Why is Mumia’s death important to you? Would a firm declaration by the court of his guilt, coupled with a sentence of “life without parole” be acceptable to you?
The dirty little secret that few want to acknowledge is that there is no such thing as life without parole in the US. There are many ways a lifer can get off in the future. It happens. Additionally, there will always be dishonest or misguided people who will lie and lobby for Mumia Abu-Jamal’s release.
There already has been a firm declaration of Jamal’s guilt issued by “the court”. Just read the findings of the Pennsylvania Supreme Court. (Like everything else they are posted on our website and easy to find.) The courts aren’t arguing about Jamal’s guilt any longer. That’s been proven. What they are arguing now is hair splitting procedural technicalities.
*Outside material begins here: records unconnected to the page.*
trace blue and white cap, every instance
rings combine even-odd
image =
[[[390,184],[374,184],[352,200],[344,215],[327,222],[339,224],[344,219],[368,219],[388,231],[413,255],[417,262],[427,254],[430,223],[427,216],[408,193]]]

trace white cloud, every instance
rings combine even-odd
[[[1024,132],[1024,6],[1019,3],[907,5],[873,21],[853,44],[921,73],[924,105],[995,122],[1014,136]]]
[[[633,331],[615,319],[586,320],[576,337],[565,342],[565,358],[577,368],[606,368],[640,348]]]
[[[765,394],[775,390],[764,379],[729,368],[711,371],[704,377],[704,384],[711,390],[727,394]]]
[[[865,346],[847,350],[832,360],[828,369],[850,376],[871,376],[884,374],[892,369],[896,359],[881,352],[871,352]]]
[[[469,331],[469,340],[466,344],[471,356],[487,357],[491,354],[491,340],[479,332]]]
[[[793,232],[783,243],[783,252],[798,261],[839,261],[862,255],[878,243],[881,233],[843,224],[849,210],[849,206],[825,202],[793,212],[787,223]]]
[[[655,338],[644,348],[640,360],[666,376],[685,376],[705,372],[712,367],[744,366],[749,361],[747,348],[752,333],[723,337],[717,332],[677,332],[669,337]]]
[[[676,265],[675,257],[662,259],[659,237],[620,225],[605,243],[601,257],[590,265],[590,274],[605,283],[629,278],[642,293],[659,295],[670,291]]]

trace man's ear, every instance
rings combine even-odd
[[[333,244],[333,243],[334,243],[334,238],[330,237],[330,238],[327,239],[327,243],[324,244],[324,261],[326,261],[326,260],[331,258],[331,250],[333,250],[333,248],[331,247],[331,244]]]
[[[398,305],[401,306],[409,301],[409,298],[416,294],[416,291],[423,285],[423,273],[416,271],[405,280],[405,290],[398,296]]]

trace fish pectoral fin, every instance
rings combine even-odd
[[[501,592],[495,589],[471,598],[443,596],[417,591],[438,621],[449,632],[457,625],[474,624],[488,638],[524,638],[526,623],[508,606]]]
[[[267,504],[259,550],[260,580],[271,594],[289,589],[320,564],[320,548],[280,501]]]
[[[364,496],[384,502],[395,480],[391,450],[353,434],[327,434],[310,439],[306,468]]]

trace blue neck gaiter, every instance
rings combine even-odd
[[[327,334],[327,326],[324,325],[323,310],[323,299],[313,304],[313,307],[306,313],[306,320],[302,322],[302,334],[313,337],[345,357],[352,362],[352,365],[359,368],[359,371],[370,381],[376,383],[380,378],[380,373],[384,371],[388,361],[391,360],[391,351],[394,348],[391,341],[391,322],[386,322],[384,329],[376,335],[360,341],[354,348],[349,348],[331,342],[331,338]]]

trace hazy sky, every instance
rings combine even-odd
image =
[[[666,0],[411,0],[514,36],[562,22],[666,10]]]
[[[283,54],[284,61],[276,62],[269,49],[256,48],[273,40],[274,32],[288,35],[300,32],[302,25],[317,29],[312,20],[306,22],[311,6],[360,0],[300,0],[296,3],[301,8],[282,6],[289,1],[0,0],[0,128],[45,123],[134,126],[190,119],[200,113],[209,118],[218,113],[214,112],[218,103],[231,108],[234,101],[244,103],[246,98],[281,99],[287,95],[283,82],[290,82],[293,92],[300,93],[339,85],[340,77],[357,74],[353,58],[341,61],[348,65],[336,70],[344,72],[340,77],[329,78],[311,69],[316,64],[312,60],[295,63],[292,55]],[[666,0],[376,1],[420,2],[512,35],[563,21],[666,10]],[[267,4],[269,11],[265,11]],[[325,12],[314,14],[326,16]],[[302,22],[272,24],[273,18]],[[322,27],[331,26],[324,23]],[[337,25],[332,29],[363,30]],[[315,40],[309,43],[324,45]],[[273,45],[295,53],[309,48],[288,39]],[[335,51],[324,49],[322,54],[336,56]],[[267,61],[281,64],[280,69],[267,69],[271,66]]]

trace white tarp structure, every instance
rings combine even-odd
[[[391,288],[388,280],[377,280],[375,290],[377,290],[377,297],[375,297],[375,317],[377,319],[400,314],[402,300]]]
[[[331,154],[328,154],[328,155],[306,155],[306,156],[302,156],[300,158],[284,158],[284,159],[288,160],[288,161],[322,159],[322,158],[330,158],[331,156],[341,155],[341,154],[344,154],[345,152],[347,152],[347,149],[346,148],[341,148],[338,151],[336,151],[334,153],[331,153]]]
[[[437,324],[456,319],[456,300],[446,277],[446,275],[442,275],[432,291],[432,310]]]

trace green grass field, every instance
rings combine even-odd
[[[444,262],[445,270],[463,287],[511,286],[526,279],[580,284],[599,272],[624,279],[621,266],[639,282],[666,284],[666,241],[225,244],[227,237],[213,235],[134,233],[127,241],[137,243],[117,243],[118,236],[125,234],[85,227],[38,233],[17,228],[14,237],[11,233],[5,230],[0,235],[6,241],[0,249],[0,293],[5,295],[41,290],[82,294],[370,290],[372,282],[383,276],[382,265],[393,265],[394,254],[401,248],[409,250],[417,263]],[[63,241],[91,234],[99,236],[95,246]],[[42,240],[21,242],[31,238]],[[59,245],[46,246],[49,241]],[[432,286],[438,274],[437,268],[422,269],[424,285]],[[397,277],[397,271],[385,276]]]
Unless Mumia Abu-Jamal is executed my family and I will never have any closure and we will always live in fear that some day in the future the phone will ring and we’ll be told that he has been set free. It wasn’t my choice to give him the death penalty. A jury of 12 people that Jamal personally helped to select felt death was the appropriate sentence for his crime. In my opinion the courts have been very remiss in upholding their duty to enforce the law and the will of the people in any semblance of an appropriate timeframe. But there’s not much I can do about that.